Pre-hospital adult intraosseous infusion

This case report study presents four scenarios of adult intraosseous infusions performed via the anterior iliac crest when other methods of intravenous access have failed.

Notwithstanding conventional arguments against adult intraosseous infusion, the author promotes its potential immense value in the not uncommon pre-hospital situations of critically ill or injured patients requiring urgent fluids or drugs, either trapped in hostile environments or facing prolonged pre-hospital journey times, and where peripheral cannulation has failed. The technique merits consideration for inclusion in pre-hospital resuscitation training courses.

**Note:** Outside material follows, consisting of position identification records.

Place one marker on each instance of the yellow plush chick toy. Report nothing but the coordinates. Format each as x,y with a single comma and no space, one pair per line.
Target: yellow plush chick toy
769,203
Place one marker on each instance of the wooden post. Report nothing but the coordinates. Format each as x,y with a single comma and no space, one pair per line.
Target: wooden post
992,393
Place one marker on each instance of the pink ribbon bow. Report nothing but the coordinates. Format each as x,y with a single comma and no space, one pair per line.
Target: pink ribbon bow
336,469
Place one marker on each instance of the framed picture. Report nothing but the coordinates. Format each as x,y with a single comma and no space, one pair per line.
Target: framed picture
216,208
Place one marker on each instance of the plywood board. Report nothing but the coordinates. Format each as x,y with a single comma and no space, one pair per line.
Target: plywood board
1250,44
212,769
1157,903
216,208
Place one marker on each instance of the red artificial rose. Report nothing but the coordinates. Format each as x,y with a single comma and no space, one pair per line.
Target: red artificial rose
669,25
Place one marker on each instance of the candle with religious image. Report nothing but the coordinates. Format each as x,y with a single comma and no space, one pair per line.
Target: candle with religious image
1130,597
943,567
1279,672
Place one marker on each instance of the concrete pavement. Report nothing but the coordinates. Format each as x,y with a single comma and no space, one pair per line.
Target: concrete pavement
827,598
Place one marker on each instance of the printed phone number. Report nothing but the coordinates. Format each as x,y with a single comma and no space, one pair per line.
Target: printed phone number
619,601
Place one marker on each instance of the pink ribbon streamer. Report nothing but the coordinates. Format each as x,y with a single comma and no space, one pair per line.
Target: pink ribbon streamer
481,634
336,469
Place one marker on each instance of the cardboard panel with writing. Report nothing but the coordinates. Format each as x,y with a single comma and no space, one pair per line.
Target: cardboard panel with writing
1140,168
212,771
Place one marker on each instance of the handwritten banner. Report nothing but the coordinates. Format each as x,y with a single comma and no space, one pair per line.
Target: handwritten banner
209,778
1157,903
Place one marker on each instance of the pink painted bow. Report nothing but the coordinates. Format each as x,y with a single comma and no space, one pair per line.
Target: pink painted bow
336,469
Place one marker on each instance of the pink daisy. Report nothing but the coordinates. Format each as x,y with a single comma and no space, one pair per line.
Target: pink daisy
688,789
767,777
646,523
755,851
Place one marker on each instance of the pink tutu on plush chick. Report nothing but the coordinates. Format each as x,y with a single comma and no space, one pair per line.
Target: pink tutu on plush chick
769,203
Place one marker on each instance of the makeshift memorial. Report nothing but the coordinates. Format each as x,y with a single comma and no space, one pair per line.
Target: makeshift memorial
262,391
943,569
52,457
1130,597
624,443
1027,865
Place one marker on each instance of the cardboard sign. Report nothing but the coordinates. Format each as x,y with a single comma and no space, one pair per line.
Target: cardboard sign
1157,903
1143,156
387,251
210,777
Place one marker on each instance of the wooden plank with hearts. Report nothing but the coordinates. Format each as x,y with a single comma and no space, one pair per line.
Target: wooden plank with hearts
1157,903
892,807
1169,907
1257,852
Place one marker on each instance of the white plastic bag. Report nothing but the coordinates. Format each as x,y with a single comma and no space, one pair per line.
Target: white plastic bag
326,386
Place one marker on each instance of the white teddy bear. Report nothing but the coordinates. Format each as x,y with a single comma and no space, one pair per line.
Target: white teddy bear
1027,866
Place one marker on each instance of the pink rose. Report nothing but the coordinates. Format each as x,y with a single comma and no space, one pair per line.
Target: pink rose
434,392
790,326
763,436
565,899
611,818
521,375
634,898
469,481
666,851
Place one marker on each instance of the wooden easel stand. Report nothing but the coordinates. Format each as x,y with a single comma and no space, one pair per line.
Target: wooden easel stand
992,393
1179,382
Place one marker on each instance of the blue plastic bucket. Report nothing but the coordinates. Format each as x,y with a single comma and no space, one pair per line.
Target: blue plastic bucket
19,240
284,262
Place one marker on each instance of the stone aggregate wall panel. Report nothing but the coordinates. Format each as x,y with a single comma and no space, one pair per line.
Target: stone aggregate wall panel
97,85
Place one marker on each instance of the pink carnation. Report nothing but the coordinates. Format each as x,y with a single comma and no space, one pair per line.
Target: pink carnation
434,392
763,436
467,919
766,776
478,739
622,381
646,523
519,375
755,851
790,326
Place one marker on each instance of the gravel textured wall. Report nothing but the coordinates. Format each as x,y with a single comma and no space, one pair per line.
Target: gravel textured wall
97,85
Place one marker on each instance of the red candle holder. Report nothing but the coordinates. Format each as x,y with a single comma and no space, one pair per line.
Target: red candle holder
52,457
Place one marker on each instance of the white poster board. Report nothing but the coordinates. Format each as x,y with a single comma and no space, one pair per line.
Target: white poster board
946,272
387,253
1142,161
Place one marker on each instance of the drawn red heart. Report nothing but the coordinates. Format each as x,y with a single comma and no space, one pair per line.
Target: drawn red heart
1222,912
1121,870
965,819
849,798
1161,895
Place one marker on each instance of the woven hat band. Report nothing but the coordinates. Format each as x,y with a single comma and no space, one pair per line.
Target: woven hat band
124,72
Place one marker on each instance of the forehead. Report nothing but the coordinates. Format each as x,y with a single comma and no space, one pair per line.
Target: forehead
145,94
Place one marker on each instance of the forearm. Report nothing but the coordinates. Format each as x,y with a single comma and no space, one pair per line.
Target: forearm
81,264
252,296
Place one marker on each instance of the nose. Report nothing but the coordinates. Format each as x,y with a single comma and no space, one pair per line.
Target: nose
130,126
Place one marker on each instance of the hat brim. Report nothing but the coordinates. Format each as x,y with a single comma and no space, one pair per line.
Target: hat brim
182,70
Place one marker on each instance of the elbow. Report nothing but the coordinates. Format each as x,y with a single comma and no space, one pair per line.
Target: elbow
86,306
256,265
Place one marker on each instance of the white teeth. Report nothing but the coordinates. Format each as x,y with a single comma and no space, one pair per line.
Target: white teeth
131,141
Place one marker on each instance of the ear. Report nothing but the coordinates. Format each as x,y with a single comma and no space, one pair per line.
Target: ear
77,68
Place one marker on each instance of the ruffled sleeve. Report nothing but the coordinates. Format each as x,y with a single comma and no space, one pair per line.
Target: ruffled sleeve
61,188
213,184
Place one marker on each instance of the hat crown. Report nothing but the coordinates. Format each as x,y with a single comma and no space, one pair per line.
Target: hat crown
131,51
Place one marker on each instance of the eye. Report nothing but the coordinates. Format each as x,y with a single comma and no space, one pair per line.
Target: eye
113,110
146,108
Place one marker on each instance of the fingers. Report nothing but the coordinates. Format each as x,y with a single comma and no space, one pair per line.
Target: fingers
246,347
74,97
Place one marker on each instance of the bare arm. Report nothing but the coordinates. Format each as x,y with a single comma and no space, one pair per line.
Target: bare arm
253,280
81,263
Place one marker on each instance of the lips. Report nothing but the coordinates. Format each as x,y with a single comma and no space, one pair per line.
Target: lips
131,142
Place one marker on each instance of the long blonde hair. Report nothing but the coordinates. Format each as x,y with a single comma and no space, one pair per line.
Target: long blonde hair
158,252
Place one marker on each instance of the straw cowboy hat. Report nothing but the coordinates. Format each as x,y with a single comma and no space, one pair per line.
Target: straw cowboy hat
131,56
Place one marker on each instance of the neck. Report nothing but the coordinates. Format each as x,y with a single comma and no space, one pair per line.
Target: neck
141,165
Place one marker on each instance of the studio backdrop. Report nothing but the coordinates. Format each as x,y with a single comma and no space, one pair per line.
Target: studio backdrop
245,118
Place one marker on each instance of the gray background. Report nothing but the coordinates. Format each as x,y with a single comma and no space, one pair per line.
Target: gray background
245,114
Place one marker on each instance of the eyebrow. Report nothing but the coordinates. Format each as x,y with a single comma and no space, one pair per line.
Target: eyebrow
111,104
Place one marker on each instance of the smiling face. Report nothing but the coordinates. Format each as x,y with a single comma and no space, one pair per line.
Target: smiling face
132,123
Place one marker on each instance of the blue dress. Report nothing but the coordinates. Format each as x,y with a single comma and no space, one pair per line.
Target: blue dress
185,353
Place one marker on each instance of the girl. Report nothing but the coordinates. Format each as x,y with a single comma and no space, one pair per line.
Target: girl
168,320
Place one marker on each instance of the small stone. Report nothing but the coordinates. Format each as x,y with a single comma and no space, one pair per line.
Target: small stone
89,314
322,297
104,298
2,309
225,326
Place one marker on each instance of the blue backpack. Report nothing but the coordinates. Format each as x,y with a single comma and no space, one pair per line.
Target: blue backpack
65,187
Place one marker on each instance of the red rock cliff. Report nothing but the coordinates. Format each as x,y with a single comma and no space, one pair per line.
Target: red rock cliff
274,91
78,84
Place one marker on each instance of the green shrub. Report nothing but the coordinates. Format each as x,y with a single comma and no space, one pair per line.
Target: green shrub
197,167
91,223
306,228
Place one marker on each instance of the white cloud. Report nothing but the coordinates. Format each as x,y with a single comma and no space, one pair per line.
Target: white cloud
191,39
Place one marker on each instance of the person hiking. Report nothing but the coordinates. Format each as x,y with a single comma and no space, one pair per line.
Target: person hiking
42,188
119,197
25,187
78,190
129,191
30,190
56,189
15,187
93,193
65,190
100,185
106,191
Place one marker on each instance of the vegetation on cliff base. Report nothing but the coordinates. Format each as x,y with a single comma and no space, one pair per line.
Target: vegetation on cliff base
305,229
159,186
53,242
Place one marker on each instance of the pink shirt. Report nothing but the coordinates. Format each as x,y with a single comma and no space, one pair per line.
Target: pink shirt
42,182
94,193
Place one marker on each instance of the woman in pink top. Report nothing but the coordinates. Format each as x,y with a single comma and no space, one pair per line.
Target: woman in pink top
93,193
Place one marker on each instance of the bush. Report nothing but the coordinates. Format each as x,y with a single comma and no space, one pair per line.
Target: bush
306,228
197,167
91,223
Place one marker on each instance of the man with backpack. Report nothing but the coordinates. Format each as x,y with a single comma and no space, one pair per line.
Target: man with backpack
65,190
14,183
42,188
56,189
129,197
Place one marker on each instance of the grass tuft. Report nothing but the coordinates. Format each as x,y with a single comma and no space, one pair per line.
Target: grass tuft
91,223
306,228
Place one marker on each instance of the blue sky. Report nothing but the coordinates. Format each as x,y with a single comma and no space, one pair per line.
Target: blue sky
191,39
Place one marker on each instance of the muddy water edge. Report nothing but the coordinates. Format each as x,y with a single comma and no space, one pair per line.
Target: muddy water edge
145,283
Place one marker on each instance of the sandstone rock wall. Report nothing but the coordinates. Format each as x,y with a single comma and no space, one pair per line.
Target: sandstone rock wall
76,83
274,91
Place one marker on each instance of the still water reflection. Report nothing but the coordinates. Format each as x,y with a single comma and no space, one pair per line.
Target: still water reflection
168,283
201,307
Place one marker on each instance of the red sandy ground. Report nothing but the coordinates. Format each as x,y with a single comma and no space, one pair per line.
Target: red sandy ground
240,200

Right ventricular involvement in acute myocardial infarction

This concise review article serves to remind us of the importance of recognising right ventricular dysfunction in acute inferior infarction, in view of its implications for treatment and prognosis. The diagnosis should be suspected by raised ST segments seen in the right sided rather than left sided precordial leads, and confirmed by echocardiography.

Recognition is important, firstly to avoid often inappropriate (diuretic/vasodilator) therapy, and also for realising that cardiogenic shock is often largely reversible in such patients.

The incidence of nerve injury in anterior dislocation of the shoulder and its influence on functional recovery

This prospective observational study serves to remind us of the relatively high incidence of nerve injury in anterior dislocation of the shoulder.

A clinical and electrophysiological (EMG) evaluation of 77 patients is performed and axonal loss is found in 48% of cases, with the axillary nerve effected in 42% of cases. Nerve recovery takes place in 12–45 weeks and is almost always complete or near complete, as judged by clinical (muscle strength) and EMG. Functional range of movement, however, often remains significantly impaired, and the importance of a suitable course of physiotherapy for all patients is emphasised.

Effects of tissue plasminogen activator for acute ischaemic stroke at one year

This study takes further the work in 1995 of the National Institute of Neurological Disorders and Stroke (NINDS) stroke study, when acute ischaemic stroke patients treated promptly with recombinant t-PA were found to have significantly less disability at three months compared with placebo patients. In this study eventual outcome data for the 624 NINDS trial patients are collected over 12 months. Primary outcome measure is a “favourable outcome” using three disability scales. The favourable results of t-PA patients are shown to be sustained at six months and at 12 months.